# Storage & Replication

# Object Storage & Multi-Node Replication

Netsy is designed to be straightforward to operate. A good litmus test of this is: if any or all Netsy servers in a Cluster are accidentially deleted or restarted, the goal of Netsy is that it won't lose data, auto-scaling can quickly recover the Cluster by starting fresh VMs which auto-recover, and downtime is minimised throughout this process.

To achieve this, Netsy aims to use object storage as the system-of-record. However, doing this comes with a trade-off: latency vs data loss. The goal is to not have data loss, so what can you do to minimise latency? Run multiple Nodes (ideally 3+).

If Netsy has enough Healthy Replicas to meet the configured quorum threshold, the Primary will commit a transaction once those Replicas have confirmed receipt of the data, otherwise it will fallback to synchronous writes to object storage - and Netsy automatically tracks and adjusts the approach based on the Health State of all Nodes in a Cluster to make it straightforward for the operator and to minimise the chance of data loss.

## Object Storage Write Model

Records uploaded to object storage are first stored in Chunk files, and later compacted into Snapshot files (at which point the Chunk files are removed). See [Netsy Data Files](data-files.md) for the file format specification.

For asynchronous object storage writes (Quorum Transactions), records are accumulated in a Chunk Buffer in memory before being flushed as a single Chunk File upload. This amortises the cost of object storage writes across multiple records. The Chunk Buffer is flushed when it reaches a size threshold, after a time interval, or immediately when the Primary transitions to `Draining`. If the Chunk Buffer is full and cannot be flushed, the Primary transitions to `Draining`.

For synchronous object storage writes (Object Storage Transactions), each record is written as an individual Chunk File upload immediately — the Chunk Buffer is not used.

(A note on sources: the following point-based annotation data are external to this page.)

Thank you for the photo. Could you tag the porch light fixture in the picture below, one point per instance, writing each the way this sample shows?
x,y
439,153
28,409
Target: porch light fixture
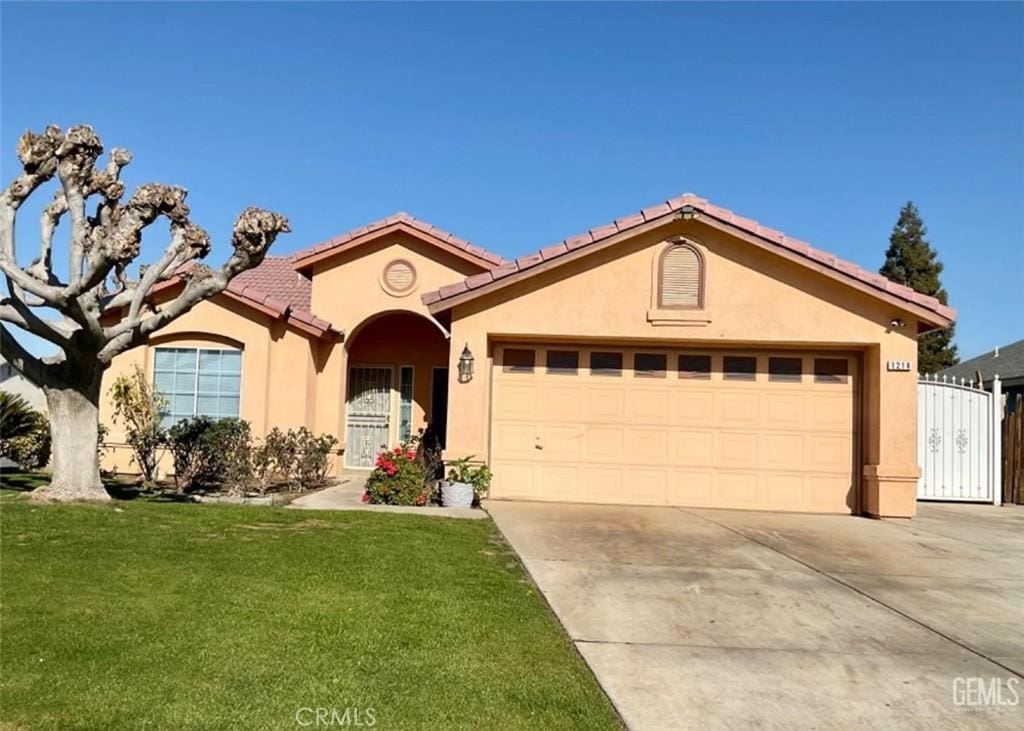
x,y
466,364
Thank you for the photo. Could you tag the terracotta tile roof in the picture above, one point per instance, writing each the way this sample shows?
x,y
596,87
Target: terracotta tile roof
x,y
944,313
274,289
275,275
485,258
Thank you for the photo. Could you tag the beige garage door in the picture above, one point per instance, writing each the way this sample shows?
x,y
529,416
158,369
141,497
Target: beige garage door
x,y
724,429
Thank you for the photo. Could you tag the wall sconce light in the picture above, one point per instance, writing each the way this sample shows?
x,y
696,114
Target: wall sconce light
x,y
466,364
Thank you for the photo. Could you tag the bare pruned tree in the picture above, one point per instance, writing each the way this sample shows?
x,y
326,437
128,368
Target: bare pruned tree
x,y
102,311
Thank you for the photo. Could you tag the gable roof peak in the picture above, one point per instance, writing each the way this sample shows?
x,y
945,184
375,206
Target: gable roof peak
x,y
423,229
688,203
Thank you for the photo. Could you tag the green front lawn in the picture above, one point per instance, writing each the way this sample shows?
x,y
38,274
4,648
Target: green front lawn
x,y
164,615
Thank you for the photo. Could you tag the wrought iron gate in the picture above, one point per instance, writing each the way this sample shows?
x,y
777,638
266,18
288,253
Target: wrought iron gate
x,y
369,420
958,441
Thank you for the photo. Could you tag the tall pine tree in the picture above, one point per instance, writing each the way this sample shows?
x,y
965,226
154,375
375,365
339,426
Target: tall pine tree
x,y
911,261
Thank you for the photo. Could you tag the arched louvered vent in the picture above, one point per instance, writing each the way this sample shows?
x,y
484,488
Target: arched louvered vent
x,y
399,276
680,278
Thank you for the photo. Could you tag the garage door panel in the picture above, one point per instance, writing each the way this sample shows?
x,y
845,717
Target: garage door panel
x,y
736,410
737,489
514,439
602,484
691,487
692,446
558,480
605,443
648,405
736,448
604,402
783,411
769,444
513,479
648,486
830,453
692,406
830,413
560,441
518,400
561,403
647,444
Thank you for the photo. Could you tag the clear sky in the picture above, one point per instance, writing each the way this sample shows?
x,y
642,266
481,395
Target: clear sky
x,y
516,125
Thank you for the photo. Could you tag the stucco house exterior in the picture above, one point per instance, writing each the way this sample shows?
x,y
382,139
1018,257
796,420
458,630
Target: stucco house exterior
x,y
679,355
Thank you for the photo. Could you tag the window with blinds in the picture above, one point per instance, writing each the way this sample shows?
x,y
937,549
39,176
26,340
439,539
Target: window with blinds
x,y
680,277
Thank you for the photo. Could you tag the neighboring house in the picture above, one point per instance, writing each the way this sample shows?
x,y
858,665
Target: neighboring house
x,y
13,382
680,355
1006,361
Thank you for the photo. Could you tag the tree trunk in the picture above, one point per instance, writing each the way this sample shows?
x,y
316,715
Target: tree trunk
x,y
74,415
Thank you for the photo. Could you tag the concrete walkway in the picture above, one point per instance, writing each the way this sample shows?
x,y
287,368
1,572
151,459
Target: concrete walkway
x,y
347,495
718,619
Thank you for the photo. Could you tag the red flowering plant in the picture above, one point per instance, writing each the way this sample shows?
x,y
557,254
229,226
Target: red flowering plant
x,y
397,477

## The Lifecycle of Transactions

To keep the implementation logic simple, during a transaction, there are two code paths which can be followed.

1. Object Storage Transactions - where the Primary commits a transaction once the Record has been flushed/written to object storage. Also known as __synchronous__ object storage writes.

2. Quorum Transactions - where the Primary commits a transaction once the configured quorum threshold of Replicas have receipted the transaction themselves. Also known as __asynchronous__ object storage writes.

To determine which to follow for any given transaction, the Netsy Primary keeps track of all Nodes, and only follows path 2 for Quorum Transactions when there are enough healthy Replicas to meet the configured quorum threshold (see [Quorum Configuration](#quorum-configuration)).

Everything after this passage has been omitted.